Alison cocked her head. “He wanted to tell me our favorite English teacher had died . . . Wait, what would Paul possibly have to do with this?”
“He works for ApotheGen.”
“Yeah? So?”
“Well, I thought he knew I had been assigned this case and had enticed you into going along with this kidnapping scheme.”
“And, what, then we were going to run off together?”
She actually laughed. It was the first time I had heard that sound in what felt like a century.
“Oh, honey,” she said. “Paul is basically Peter Pan. He’s the boy who won’t grow up. His whole life is self-gratification. He goes on these fabulous vacations, but . . . I mean, all those times I talked about running off with him, I was kidding.”
“He does work for ApotheGen, though. For what it’s worth.”
“Yeah, as, like, a sales rep. He works with ob-gyns. He’s basically there to charm female doctors into pushing ApotheGen products on their patients, which I’m sure he excels at. But . . . Oh, Scott. I’m so sorry.”
She covered her mouth and smiled, like she was a little embarrassed for me.
“Yeah, well, then that Thursday when you first met with Dr. Lyckholm? I called your mom’s house and I talked to Karen. She told me you were napping. You came home and said the same thing. But when I asked Sam about it later, he said you were out doing errands.”
“Wow. I guess he’s not quite as oblivious as I thought,” she said.
“He’s not. And then this morning when you said you were going to the organic farm, I thought it was another time you were going to sneak off and do whatever it was you had been doing. So I followed you.”
“And here I am,” she said, forcing a brave smile.
“Here you are,” I repeated. “Sorry I—”
She was already shaking her head. “I shouldn’t have tried to hide it. It was stupid of me to think I could. I actually sort of kept hoping you’d find out. I’m . . . I’m glad you did.”
“Me t
oo,” I said.
I felt both of her hands, so warm, so pliant, so alive. I wanted to stop everything right there, to freeze this moment when she was only sort of sick, when things were bad but not as bad as they might become. Those rogue cells were inside her, making their insidious divisions. Was it possible one of them had broken free and colonized another part of her body? What would we do then?
There were so many questions. But I didn’t want to be one of those people who got so fixated on the workings of the medical-industrial complex—the doctors, the insurance forms, the treatment options—that I ignored the bigger picture: My wife was in for the fight of her life.
And she might not win.
“So, Ali, are you . . . What does this mean?” I choked out, desperate for her to give me reassurance that she couldn’t really offer. “You’re going to be okay . . . right?”
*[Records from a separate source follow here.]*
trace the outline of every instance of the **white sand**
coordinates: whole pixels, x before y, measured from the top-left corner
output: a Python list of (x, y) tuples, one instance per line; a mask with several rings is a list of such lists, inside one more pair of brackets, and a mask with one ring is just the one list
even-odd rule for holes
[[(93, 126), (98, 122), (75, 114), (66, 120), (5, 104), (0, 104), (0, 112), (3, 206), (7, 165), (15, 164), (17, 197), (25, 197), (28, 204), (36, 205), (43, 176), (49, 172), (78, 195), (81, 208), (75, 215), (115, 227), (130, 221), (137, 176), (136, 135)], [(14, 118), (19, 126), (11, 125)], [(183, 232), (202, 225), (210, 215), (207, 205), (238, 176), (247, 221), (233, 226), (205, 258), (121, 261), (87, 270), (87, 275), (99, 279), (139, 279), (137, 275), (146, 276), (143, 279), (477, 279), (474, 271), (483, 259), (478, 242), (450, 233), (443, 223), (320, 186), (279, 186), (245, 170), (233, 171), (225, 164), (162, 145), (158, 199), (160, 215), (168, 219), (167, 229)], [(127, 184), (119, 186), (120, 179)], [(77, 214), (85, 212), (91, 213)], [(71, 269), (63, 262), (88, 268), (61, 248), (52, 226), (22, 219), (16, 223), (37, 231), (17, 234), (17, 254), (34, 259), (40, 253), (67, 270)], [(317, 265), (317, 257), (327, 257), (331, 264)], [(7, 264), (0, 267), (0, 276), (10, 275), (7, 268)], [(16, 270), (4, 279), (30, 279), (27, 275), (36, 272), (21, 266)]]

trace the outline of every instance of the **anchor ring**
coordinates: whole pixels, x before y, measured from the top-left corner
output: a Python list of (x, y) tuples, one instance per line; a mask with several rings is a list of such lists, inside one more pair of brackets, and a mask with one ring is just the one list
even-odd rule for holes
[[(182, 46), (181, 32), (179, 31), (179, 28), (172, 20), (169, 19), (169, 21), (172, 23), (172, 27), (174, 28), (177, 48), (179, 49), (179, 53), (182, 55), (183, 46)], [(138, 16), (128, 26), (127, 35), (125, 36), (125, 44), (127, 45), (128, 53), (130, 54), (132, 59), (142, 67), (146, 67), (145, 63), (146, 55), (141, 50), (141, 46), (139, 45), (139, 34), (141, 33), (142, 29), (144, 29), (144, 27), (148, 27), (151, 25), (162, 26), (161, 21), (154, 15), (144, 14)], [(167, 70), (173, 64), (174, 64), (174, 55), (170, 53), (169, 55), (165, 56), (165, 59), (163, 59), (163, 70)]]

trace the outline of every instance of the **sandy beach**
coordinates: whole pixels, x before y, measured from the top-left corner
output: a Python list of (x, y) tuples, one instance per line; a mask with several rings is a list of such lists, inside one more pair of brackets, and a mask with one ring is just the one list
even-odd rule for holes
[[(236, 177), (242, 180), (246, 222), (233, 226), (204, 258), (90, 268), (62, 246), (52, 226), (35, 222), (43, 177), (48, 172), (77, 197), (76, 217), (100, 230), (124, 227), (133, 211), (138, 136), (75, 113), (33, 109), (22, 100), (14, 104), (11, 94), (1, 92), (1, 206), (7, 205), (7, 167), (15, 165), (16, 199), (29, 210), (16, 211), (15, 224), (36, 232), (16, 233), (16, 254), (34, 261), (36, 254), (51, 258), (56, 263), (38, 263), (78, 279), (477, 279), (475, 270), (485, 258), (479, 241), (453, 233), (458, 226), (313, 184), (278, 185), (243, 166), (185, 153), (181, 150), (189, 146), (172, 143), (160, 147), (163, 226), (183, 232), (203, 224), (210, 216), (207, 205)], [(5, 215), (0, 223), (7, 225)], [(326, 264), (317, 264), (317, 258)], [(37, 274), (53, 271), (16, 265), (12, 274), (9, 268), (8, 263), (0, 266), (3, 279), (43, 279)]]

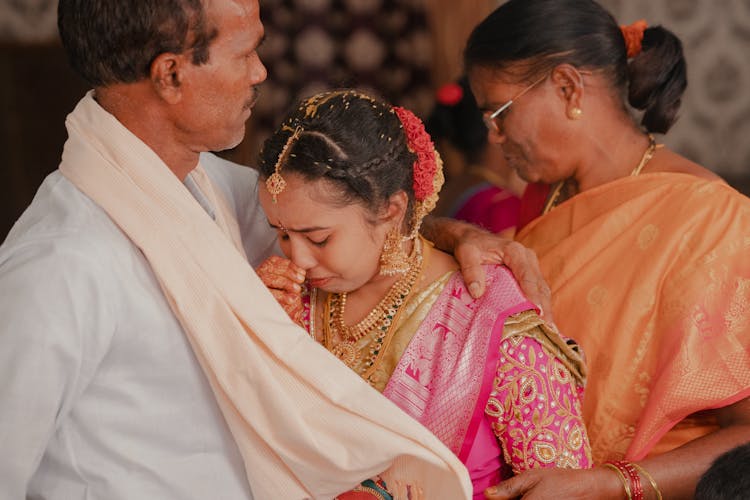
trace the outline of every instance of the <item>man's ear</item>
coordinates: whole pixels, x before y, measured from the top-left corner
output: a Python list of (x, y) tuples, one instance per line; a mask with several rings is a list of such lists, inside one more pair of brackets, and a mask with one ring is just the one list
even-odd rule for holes
[(180, 54), (164, 52), (151, 63), (151, 83), (159, 96), (169, 104), (176, 104), (182, 98), (180, 88), (185, 59)]
[(566, 114), (574, 115), (573, 110), (583, 109), (583, 75), (575, 66), (560, 64), (550, 74), (550, 79), (555, 85), (557, 96), (564, 101)]

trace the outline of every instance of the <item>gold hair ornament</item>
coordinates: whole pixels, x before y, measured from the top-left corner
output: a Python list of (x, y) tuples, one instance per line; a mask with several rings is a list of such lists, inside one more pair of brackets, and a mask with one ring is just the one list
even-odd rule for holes
[[(334, 90), (331, 92), (324, 92), (321, 94), (316, 94), (305, 101), (303, 101), (300, 104), (299, 110), (301, 113), (304, 113), (302, 116), (303, 120), (306, 120), (308, 118), (314, 118), (315, 115), (318, 113), (318, 108), (325, 104), (326, 102), (330, 101), (336, 96), (344, 96), (344, 99), (346, 99), (347, 96), (354, 96), (359, 97), (361, 99), (365, 99), (367, 101), (371, 101), (372, 103), (375, 103), (376, 101), (365, 94), (362, 94), (360, 92), (357, 92), (355, 90)], [(347, 104), (348, 106), (348, 104)], [(271, 196), (273, 197), (273, 202), (276, 203), (278, 201), (277, 197), (280, 195), (284, 189), (286, 189), (286, 180), (281, 176), (281, 168), (286, 161), (287, 158), (287, 151), (289, 148), (294, 144), (294, 141), (296, 141), (300, 134), (303, 131), (303, 127), (301, 125), (297, 125), (296, 127), (292, 127), (292, 124), (299, 123), (298, 119), (290, 119), (288, 123), (284, 124), (281, 127), (281, 130), (288, 130), (292, 132), (292, 135), (289, 136), (289, 138), (286, 141), (286, 144), (284, 144), (284, 147), (281, 148), (281, 153), (279, 153), (279, 158), (276, 160), (276, 165), (274, 166), (274, 172), (271, 174), (268, 179), (266, 179), (266, 189), (268, 189), (268, 192), (271, 193)]]
[(314, 118), (315, 115), (318, 113), (318, 108), (322, 106), (323, 104), (327, 103), (331, 99), (337, 96), (343, 96), (342, 100), (344, 101), (344, 106), (349, 107), (349, 103), (346, 102), (347, 97), (358, 97), (362, 100), (369, 101), (373, 104), (376, 104), (377, 101), (370, 97), (369, 95), (362, 94), (361, 92), (357, 92), (356, 90), (351, 89), (342, 89), (342, 90), (332, 90), (330, 92), (323, 92), (320, 94), (315, 94), (312, 97), (307, 98), (305, 101), (302, 102), (302, 104), (299, 107), (299, 111), (304, 111), (304, 119), (308, 118)]
[(284, 161), (286, 161), (287, 151), (302, 133), (302, 127), (297, 126), (296, 128), (292, 128), (288, 125), (284, 125), (283, 127), (281, 127), (281, 130), (289, 130), (292, 132), (292, 135), (289, 136), (289, 139), (286, 140), (284, 147), (281, 148), (279, 159), (276, 160), (276, 165), (274, 165), (273, 167), (273, 173), (268, 177), (268, 179), (266, 179), (266, 189), (269, 193), (271, 193), (271, 197), (274, 203), (276, 203), (277, 201), (277, 196), (279, 196), (284, 191), (284, 189), (286, 189), (286, 181), (281, 176), (281, 167)]

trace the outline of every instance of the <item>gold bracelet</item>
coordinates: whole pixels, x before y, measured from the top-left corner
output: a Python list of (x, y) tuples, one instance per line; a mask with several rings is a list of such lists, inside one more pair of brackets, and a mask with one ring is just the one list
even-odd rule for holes
[(643, 476), (646, 479), (648, 479), (648, 482), (651, 483), (651, 487), (656, 492), (656, 500), (662, 500), (662, 498), (661, 498), (661, 491), (659, 490), (659, 487), (656, 485), (656, 481), (654, 481), (653, 476), (651, 476), (651, 474), (649, 474), (648, 472), (646, 472), (646, 469), (644, 469), (643, 467), (641, 467), (640, 465), (638, 465), (635, 462), (633, 462), (633, 467), (635, 467), (636, 469), (638, 469), (638, 472), (640, 472), (641, 474), (643, 474)]
[(622, 485), (625, 487), (625, 495), (628, 497), (628, 500), (633, 500), (633, 495), (630, 493), (630, 484), (628, 483), (628, 478), (625, 477), (625, 474), (623, 474), (622, 471), (620, 471), (620, 469), (618, 469), (615, 464), (611, 464), (607, 462), (607, 463), (603, 463), (602, 466), (615, 471), (615, 473), (617, 474), (617, 477), (620, 478), (620, 481), (622, 481)]

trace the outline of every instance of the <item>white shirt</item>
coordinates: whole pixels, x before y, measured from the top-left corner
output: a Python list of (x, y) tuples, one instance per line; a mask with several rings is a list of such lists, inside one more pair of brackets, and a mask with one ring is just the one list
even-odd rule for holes
[[(275, 248), (257, 174), (201, 162), (257, 265)], [(0, 499), (23, 498), (252, 498), (148, 263), (59, 172), (0, 247)]]

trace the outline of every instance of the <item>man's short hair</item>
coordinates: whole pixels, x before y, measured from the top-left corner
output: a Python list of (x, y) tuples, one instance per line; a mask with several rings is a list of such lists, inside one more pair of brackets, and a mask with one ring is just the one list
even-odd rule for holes
[(205, 63), (218, 34), (201, 0), (60, 0), (57, 9), (70, 64), (94, 87), (147, 78), (165, 52)]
“I don’t know,” she said honestly.
I lingered on that, but only a little. This new uncertainty—on top of all the others—was almost too much to contemplate.
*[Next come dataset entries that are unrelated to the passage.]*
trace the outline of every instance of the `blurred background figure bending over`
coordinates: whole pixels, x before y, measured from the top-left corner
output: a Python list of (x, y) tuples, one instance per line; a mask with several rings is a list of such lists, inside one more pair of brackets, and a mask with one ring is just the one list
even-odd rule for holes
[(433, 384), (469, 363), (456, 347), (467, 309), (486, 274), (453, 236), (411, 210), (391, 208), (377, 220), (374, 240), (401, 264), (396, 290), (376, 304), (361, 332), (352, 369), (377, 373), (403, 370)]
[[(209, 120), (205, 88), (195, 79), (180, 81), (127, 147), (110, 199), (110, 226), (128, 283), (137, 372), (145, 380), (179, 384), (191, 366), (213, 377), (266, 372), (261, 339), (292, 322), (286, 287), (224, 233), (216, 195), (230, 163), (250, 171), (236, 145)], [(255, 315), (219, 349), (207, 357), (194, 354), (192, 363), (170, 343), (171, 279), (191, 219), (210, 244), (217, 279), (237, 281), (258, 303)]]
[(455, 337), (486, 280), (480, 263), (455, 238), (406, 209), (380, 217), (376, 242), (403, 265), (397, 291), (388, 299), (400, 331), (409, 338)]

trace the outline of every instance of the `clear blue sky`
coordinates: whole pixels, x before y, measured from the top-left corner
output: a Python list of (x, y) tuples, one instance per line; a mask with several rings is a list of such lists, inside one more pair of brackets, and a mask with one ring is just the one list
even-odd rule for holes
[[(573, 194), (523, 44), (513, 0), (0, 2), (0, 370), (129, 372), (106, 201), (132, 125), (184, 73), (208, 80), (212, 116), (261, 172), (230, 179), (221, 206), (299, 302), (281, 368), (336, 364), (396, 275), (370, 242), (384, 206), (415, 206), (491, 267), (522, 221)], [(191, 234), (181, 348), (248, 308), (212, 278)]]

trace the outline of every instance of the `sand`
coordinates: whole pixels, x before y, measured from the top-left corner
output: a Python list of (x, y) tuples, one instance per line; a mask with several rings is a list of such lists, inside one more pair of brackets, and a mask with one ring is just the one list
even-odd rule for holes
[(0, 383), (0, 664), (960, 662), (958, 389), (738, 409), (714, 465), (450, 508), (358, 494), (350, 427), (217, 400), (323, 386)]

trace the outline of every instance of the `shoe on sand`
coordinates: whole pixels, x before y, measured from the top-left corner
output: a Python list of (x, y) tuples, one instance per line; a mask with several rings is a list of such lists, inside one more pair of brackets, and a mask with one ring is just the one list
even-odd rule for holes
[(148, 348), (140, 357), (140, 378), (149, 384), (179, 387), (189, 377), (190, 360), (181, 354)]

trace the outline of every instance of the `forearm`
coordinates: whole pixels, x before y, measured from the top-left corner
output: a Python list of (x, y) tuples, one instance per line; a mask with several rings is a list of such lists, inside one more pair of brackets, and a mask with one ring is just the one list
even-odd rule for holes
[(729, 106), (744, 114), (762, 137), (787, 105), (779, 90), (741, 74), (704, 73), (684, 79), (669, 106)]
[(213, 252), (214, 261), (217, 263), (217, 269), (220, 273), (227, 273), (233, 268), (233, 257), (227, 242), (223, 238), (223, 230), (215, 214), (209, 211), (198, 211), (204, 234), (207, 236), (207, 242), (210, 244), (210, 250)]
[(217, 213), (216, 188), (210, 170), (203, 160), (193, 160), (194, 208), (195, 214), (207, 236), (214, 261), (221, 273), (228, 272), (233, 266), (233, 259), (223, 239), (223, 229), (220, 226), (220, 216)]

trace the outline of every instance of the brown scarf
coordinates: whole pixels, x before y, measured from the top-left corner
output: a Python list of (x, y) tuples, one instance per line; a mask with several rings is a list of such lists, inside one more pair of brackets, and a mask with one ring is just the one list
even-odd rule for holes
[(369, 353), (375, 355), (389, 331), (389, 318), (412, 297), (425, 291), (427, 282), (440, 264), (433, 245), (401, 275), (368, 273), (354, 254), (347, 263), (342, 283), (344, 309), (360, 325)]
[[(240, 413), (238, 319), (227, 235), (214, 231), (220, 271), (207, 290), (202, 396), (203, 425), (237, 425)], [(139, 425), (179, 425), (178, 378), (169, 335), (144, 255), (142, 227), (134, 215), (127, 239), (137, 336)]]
“I feel like I’ve missed so much already,” I said. “What can I do to help now?”
“Just worry about Emma. After Friday, you worry about me.”
“No,” I said. “I can’t not worry about you anymore. It’s too late for that. I’ll still . . . Look, I’m not going to take my eyes off the ball with Emma, I promise you that. But there has to be something I can do to, I don’t know, make this easier for you somehow.”
She forced out a deep breath. “Oh, Scott,” she said.
“What?”
“After all these years, you still don’t get it, do you?”
Now it was my turn to wear the question-mark face.
“Do you remember the day we met?”
“Of course.”
“No, no. I’m not talking about that fairy tale you tell everyone about me walking along in front of the student center with the sun glowing and the angels singing. I’m talking about later that night. You had asked me what I was doing that night and I told you I was probably going to a party.”